Sarge turned at the sound. “Motherfucking shit.”
Confusion slowed my brain for a moment. It wasn’t until he started crawling over the rubble and lifted an arm that I realized it was attached to a groaning Gardner. I tried to work out how the fuck he could’ve been lying there, with only a thin layer of dust to conceal him, without us seeing him. Catching sight of the blood smeared across his forehead, I quickly guessed he must’ve been knocked out.
“Fuck . . . ” Johns muttered, awkwardly scrambling onto his knees. “I’m over this shit. Let’s get the fuck out of here.”
Bullets spattered close to where Gardner was lying, quickly reminding me I should be providing cover. Moving slightly to the side to make room for Johns, we perched ourselves either side of the slab and tried to give Sarge as much cover as we could.
Hearing a roar from both Nelson and McAdams, we all gave it everything we had, while Sarge got Gardner to his feet and started dragging him across the open gap.
About a third of the way there, Gardner collapsed. Ready to throw all caution to the fucking dogs, I prepared to sling my rifle over my shoulder and run the gauntlet to go help, but then Sarge hoisted him up over his shoulder in a fireman’s lift and ran. The guy fucking ran!
“Must be our turn,” Johns grunted beside me.
Time was pressing. More enemy fighters were coming. Ammo was running low. I had to agree.
Giving Johns a hard look, I nodded to his legs. “You good?”
“I’d run even if my fucking leg was broken,” he said with a sneer.

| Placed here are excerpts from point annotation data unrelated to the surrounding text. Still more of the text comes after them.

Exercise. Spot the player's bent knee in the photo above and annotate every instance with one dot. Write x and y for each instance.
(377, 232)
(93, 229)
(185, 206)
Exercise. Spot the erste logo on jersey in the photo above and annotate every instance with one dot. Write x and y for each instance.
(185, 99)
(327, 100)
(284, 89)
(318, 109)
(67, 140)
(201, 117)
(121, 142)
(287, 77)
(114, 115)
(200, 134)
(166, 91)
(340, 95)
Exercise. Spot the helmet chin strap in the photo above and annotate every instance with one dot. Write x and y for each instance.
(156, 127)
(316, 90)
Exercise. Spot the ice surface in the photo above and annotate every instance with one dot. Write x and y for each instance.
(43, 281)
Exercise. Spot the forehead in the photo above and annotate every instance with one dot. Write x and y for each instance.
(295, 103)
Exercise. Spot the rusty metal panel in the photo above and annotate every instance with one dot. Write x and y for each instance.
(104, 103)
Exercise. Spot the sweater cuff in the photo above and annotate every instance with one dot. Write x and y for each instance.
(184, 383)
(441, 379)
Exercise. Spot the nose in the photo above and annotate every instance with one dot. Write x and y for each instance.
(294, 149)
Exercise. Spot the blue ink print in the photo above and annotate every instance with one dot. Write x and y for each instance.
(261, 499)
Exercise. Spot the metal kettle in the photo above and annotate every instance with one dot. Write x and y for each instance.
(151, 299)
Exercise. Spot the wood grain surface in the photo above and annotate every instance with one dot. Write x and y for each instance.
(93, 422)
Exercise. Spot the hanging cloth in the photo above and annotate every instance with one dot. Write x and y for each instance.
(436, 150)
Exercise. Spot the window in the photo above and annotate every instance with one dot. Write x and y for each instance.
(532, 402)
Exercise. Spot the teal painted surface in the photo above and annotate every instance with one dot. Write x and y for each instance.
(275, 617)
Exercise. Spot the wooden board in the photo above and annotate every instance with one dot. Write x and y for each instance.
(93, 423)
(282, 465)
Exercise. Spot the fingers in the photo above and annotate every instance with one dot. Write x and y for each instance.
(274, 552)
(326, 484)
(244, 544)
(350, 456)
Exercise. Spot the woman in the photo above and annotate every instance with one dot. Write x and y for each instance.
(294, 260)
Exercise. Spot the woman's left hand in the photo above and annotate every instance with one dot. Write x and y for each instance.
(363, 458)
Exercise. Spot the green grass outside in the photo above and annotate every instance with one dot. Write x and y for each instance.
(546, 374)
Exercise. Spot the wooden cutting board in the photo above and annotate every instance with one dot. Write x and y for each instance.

“Then let’s fucking do it.”
As soon as Sarge reached the others, we took one last, deep breath, and ran.
I could hear Nelson and Sarge firing ahead of us, trying their best to give us some cover, but I could also hear the enemy.
Johns labored beside me as we ran, his mouth set tight, grunting each time he stepped onto his right leg, making me think his leg really was fucking broken. Together, we jumped the ditch and scrambled up over the broken piles of concrete. We were so close. Less than half the distance to go.
Darting around the back of a burned-out car, we hurried to climb over a crumbling wall. Knowing Johns was struggling, I gave him a foothold, hoisting him upwards until he was almost over the top. “Jump! I’ve got this!” It wasn’t that high. I wouldn’t have any trouble climbing it myself, but then I heard Nelson shout the last thing I wanted to hear in that moment.
“Incoming grenade! Take cover!”
I didn’t think. I just acted. With a hard shove, I sent Johns over the wall and threw my body the opposite way.
This time, everything did seem like it slowed down, yet at the same time, everything moved so fast, my brain had no chance of keeping up. The only thing I could think was that there was absolutely nothing in this world that could’ve prepared me for what came next. No training guide. No marine recount. Not even my own.
All I knew was that I was hit with a force so heavy, and a sound so loud, that it felt like my body was being ripped apart.